Here’s a helpful list of all the benefits you might qualify for, and a more detailed explanation of program requirements and eligibility qualifications here.
3. Apply even if you don’t have documents: FEMA will need proof of “occupancy” and/or “ownership” before it cuts a check to verify that you’re a victim of the Hurricane, and not some unrelated event like a fire or subsequent windstorm. But proof can be tricky to come by in places like Puerto Rico, where so many homes are inherited without a mortgage or formal transfer of title, and where lease agreements aren’t always in writing. Even if documents do exist, they might have been lost in the storm or left behind in the rush to evacuate.
There’s good news, though. Last month, FEMA agreed to accept a “self-declaration” as proof of of ownership/occupancy from applicants who don’t have a mortgage statement or similar document. If you’re applying by phone or in person, however, don’t be surprised if the person you’re working with doesn’t know about the new policy. There’s a good chance that person doesn’t work for FEMA full time, but was hired on a temporary basis and hasn’t been told about the latest developments. Bookmark the FEMA webpage announcing the change so you can direct them to it.
It’s unclear whether FEMA will apply this policy outside of Puerto Rico, but the same problem arose in New Orleans after Hurricane Katrina, as I suspect we’ll start hearing about it as American Samoa starts recovering from Cyclone Gita. Legislation is reportedly being introduced to make this policy permanent, so I will update any developments on that.
4. FEMA grants are free, loans are not – be clear on what you’re getting. Depending on your circumstances, FEMA will either pay you directly, or offer you a low interest loan to cover certain costs. But you have to apply for the loan first to see which category you fall into. The FEMA rep will explain this when you apply. More information can be found here.
5. Appeal … and appeal again. If your application is denied, or you’re given less than you think you’re entitled to, you can appeal. Some cases are complicated, but many can be resolved by submitting missing paperwork, or correcting a date or address that was wrongly entered into your file.

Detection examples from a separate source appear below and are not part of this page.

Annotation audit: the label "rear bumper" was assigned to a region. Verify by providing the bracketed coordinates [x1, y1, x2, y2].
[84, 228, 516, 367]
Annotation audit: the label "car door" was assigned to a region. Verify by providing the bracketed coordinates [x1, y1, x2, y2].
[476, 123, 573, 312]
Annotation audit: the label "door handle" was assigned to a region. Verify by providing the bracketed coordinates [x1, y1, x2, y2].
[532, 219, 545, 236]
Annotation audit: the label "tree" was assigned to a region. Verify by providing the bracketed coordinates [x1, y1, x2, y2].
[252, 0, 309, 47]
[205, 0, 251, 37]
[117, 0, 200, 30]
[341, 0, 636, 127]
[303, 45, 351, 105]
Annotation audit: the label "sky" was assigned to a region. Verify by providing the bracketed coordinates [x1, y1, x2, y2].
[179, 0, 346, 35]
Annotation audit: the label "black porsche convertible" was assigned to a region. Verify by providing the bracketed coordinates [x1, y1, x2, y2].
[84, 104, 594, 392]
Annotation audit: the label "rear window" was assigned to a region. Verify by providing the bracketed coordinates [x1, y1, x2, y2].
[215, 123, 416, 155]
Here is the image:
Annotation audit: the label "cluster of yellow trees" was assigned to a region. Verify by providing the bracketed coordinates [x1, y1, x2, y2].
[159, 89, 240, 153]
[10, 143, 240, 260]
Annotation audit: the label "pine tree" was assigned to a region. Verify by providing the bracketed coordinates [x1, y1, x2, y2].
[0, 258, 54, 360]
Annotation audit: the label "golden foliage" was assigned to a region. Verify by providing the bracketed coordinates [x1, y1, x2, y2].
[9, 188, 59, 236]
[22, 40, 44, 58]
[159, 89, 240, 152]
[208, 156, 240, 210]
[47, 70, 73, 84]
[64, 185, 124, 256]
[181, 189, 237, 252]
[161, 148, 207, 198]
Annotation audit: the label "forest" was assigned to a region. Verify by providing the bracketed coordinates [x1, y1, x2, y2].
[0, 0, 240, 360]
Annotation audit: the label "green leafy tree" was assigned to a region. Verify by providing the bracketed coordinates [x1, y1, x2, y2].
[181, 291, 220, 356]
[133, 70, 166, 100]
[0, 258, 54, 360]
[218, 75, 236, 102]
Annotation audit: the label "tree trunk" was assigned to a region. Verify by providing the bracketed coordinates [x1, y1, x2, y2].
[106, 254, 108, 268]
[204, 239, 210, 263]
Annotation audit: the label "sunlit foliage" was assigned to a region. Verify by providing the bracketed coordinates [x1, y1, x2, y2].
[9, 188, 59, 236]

By law you have 60 days to appeal – counting from the date on the notice that FEMA sent in response to your application. But file an appeal even if you missed the deadline. FEMA has been known to review late filings if you have a good reason for missing the deadline. They’ve also reconsidered appeals that have already been denied – so say lawyers who’ve done this for a while.
So submit an application, and file an appeal if you need to. But first call a lawyer. They can help.